В отличие от этого критика спонтанности, порожденная осознанием моральной несостоятельности, предшествует истине, предшествует рассмотрению целого и не предполагает сублимации «я» через универсальное. Осознание несостоятельности, в свою очередь, не является ни истиной, ни рассмотрением факта. Изначальное осознание моей безнравственности — это подчинение мое не факту, а Другому, Бесконечности. Идея тотальности и идея бесконечного отличаются друг от друга следующим: первая — сугубо теоретична, вторая — моральна. Свобода, могущая стыдиться самой себя, обосновывает истину (и, таким образом, истина не выводится из истины). Другой с самого начала не является фактом, препятствием, он не угрожает моей жизни. Он есть тот, кого я, испытывая чувство стыда, желаю. Чтобы выявить неоправданную деланность власти и свободы, их, как и Другого, не следует рассматривать в качестве объектов — необходимо самого себя измерять бесконечностью, то есть желать ее. Как говорил Декарт, чтобы познать собственное несовершенство, необходимо обладать идеей бесконечности, идеей совершенства. Идея совершенства — это и не идея, а желание. Это — приятие Другого, это — зарождение морального сознания, которое ставит под вопрос мою свободу. Подобный способ измерять себя совершенством бесконечности не является теоретической позицией. Он реализует себя как стыд, где свобода в самом своем осуществлении обнаруживает свой разрушительный характер. Он осуществляется в стыде, где свобода, раскрывая себя в осознании стыда, вместе с тем укрывается в стыде. Стыд не имеет структуры сознания и ясности, он ориентирован противоположным образом. Его субъект является внешним по отношению ко мне. Дискурс и Желание, в которых другой предстает в качестве собеседника, в качестве того, на кого я не могу распространить свою власть, кого я не в состоянии убить, обусловливают этот стыд, где я, как таковой, предстаю не безгрешной спонтанностью, а узурпатором и убийцей. Напротив, бесконечность, Другой как Другой не адекватен теоретической идее моего другого «я» уже на том простом основании, что он провоцирует во мне чувство стыда и выступает в качестве моего властелина. Его обоснованное существование является главным фактом, синонимом самого его совершенства. И если другой может облекать меня доверием и жаловать мне самоуправную свободу, то только потому, что я, в конечном счете, могу ощущать себя Другим Другого. Но все это достигается благодаря весьма сложным структурам.

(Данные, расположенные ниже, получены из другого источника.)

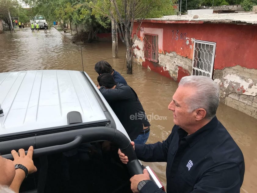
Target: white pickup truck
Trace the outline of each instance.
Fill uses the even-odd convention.
[[[47,28],[48,29],[48,25],[45,20],[45,18],[44,16],[39,16],[30,17],[30,20],[31,24],[33,23],[36,24],[37,23],[39,26],[39,29],[44,29],[44,23],[45,23],[47,26]]]
[[[1,156],[11,159],[12,150],[34,147],[38,171],[24,179],[20,193],[132,193],[129,179],[143,173],[144,167],[124,127],[86,73],[0,73],[0,93]],[[120,161],[118,148],[128,156],[127,164]]]

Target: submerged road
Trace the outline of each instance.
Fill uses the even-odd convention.
[[[43,69],[82,70],[81,46],[53,28],[32,32],[29,28],[0,34],[0,72]],[[165,139],[174,124],[172,113],[168,109],[178,84],[157,73],[134,65],[133,73],[126,73],[125,49],[119,44],[119,58],[113,59],[111,42],[97,42],[81,46],[84,71],[96,83],[95,64],[106,60],[124,76],[138,95],[150,121],[151,132],[147,143]],[[1,93],[0,93],[0,94]],[[217,117],[242,150],[245,173],[241,193],[257,190],[257,119],[223,104]],[[166,163],[147,163],[166,185]]]

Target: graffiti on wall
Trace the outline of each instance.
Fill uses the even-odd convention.
[[[179,33],[179,31],[177,30],[172,30],[172,39],[178,40],[180,39],[186,39],[186,33]]]

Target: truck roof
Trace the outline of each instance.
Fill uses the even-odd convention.
[[[0,117],[0,135],[67,125],[67,113],[71,111],[79,112],[83,123],[107,119],[93,84],[85,73],[78,71],[0,73],[0,104],[4,114]]]

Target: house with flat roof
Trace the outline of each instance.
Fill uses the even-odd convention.
[[[178,82],[210,77],[221,102],[257,118],[257,14],[165,16],[144,20],[137,31],[139,21],[135,62]]]

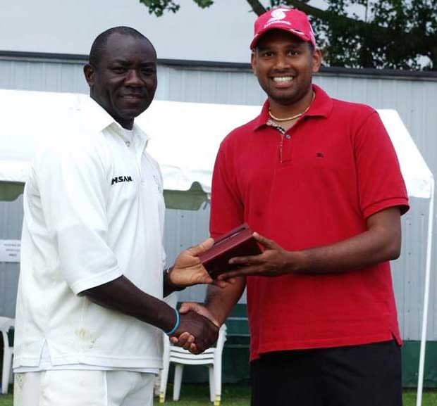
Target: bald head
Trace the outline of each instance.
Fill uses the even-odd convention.
[[[138,39],[144,39],[148,42],[156,56],[156,53],[153,44],[150,42],[149,39],[141,34],[141,32],[137,31],[134,28],[131,28],[130,27],[113,27],[112,28],[109,28],[109,30],[106,30],[99,34],[94,40],[94,42],[91,46],[91,51],[90,51],[90,63],[94,68],[97,68],[99,66],[101,59],[101,56],[104,53],[106,44],[108,44],[108,39],[113,34],[128,35]]]

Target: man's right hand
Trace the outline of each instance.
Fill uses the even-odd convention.
[[[193,354],[200,354],[211,347],[218,338],[218,325],[199,313],[187,310],[180,315],[179,327],[170,341]]]

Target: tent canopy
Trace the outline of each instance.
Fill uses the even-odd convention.
[[[89,96],[0,89],[0,182],[8,182],[0,187],[0,199],[16,197],[17,184],[25,181],[37,144],[45,134],[59,132],[65,112],[77,105],[78,98],[84,97]],[[171,198],[168,206],[190,208],[181,192],[190,188],[191,197],[197,201],[195,205],[204,200],[205,194],[211,191],[220,142],[233,128],[256,117],[260,108],[154,101],[137,118],[151,138],[148,151],[161,165],[167,200]],[[399,115],[393,110],[378,111],[398,153],[408,194],[429,198],[432,175]]]

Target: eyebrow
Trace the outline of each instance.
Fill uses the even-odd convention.
[[[130,62],[128,61],[125,61],[125,59],[113,59],[111,63],[119,63],[120,65],[130,65]],[[144,62],[142,63],[142,66],[155,66],[156,64],[155,62]]]

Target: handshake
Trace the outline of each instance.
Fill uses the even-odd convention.
[[[202,305],[183,303],[180,309],[179,326],[170,335],[171,343],[193,354],[203,353],[218,338],[219,325],[211,319],[208,310]]]
[[[213,244],[214,240],[208,239],[182,252],[168,272],[164,291],[167,288],[168,293],[199,284],[214,284],[221,288],[233,284],[232,279],[213,280],[200,262],[199,255]],[[175,328],[168,334],[170,341],[193,354],[199,354],[217,341],[220,325],[206,307],[199,303],[187,303],[180,307],[179,324],[176,322]]]

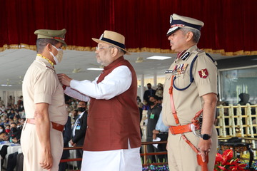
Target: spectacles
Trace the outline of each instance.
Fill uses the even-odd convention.
[[[114,46],[108,46],[108,47],[103,47],[103,46],[96,46],[96,51],[101,51],[101,50],[103,50],[104,48],[114,48]]]

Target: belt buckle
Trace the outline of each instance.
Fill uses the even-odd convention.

Моральное сознание принимает другого. Это — обнаружение того факта, что существует сопротивление моим притязаниям, которое не ведет к поражению, как это было бы, если бы я столкнулся с превосходящей меня силой, но ставит под вопрос наивно полагаемое право моих притязаний, мою блистательную спонтанность живого существа. Мораль зарождается, когда свобода вместо того, чтобы заниматься самооправданием, ощущает себя самоуправной и жестокой. В тот же самый момент начинается поиск интеллигибельности, знание выявляет свою критическую сущность, а человек возвышается над самим собой. В действительности существование не обречено быть свободным, оно полагается в качестве свободы. Свобода не существует в своей первозданной наготе. Философствовать значит возвращаться по сю сторону свободы, обнаруживать то, что ограждает свободу от произвола. Знание как критика, как выход за пределы свободы, может возникнуть только в бытии, которое имеет свой исток за пределами своего истока — в бытии сотворенном.
2. Полагание свободы, или критика
Критика, или философия, — это сущность знания. Однако специфика знания заключается не в его способности устремляться к объекту — движении, благодаря которому оно становится сродни другим актам. Его специфика состоит в том, что оно способно само себя ставить под вопрос, выходить за собственные пределы. Знание — вне мира, но не потому, что мир является для него объектом; оно в состоянии делать мир своей темой, объектом потому, что благодаря своей деятельности оно может, в некотором роде, овладевать теми условиями, которые поддерживают его и обеспечивают ему эту его способность.